Sugar, Rice, Rubber, Coffee: Mekong Farming Supports Many Global Markets

Weather along the Mekong, and the waters of the river itself, plays a large role in several global commodities markets. Thailand is the world’s largest rubber exporter and the second largest exporter of cane sugar and rice.

Vietnam produces 36% of the world’s robusta crop, more than twice that of its nearest competitor, Brazil. Vietnam also is the third-largest rice exporter and fourth-largest rubber exporter. Myanmar and Cambodia also contribute to the global rubber and rice trade.

Mekong low Cambodia
Farmers use a hose to get water for fields in Cambodia. Source: Khmer Times.

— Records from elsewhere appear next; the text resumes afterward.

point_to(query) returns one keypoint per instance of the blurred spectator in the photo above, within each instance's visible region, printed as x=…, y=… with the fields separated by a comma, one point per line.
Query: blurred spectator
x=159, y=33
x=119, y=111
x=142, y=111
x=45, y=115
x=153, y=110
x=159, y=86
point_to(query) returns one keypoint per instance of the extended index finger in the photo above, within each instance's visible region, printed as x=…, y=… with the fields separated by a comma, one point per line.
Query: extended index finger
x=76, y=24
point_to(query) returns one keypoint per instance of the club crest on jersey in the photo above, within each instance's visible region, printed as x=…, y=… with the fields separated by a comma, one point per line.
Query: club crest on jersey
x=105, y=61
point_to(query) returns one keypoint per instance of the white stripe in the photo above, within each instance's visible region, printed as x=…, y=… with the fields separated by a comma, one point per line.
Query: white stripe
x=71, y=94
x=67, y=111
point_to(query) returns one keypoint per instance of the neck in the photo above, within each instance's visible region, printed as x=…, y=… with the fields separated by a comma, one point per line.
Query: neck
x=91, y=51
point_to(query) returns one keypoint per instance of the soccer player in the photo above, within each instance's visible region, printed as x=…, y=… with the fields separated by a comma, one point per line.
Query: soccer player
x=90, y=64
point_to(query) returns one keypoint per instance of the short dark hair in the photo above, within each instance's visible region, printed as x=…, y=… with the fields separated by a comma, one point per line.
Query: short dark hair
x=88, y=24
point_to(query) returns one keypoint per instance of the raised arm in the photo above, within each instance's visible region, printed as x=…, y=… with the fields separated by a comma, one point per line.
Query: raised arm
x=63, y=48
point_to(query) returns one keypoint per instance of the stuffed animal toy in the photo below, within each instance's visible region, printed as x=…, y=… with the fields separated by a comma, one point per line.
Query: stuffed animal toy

The monsoon waters didn’t come soon enough for Thailand’s sugar cane growers. This month, the Thai cabinet okayed a relief package for the country’s 300,000 sugar cane growers. Thailand’s sugar cane harvest will be about 25% lower than expected, mainly due to drought. Meanwhile, drought caused rubber tapping to decrease, with annual production expected to be down about 5%.

Vietnam has seen up to 30,000 hectares impacted by the drought in the Central Highlands, the country’s largest coffee-producing region. Last year’s drought led to a 14% drop in coffee exports. Saltwater intrusion and low water supplies in the Delta also likely will impact rice harvests. However, the country expects to export more than last year due to existing stocks.

Water Is Traditionally a Shared Resource

What China, which controls the upper Mekong, seeks from the river, however, is not increased agriculture production. It wants electric power. Eleven hydropower dams now operate on the upper Mekong.

Many observers feel that China views the Mekong as a “sovereign” water source, one which they should control since it begins in Tibet. Other Mekong countries have been developing shared plans for its use, with varying degrees of success, since 1957, with the formation of the Mekong River Commission. As part of its Belt and Roads initiative, China started the Lancang-Mekong Cooperation mechanism in 2015. (Lancang is the Chinese name for the Mekong). A key goal of the mechanism was creating a five-year development plan for the river, which included more dams. It also included destroying rapids on the Laos-Cambodia border. This would enable China to ship goods from inland Yunnan all the way to the Pacific.

The current dams meet China’s power needs, but some commentators posit it is holding water back for future power and agriculture needs. A recent study held that China withheld water from the lower Mekong for six months in 2019, even though it had abnormally high rain and snowfall that year. By January this year, normally turbulent stretches of the Mekong were dry in Laos and Thailand.

The lower Mekong region’s current water problems are a combination of climate change, weather, and damming the river. The Lancang-Mekong development plan has been only partially successful. China has agreed to share data on the river with downstream countries, and at least one dam, in Cambodia, has been put on hold. The region will have to wait through the rainy season to see if the river starts flowing again at its normal levels.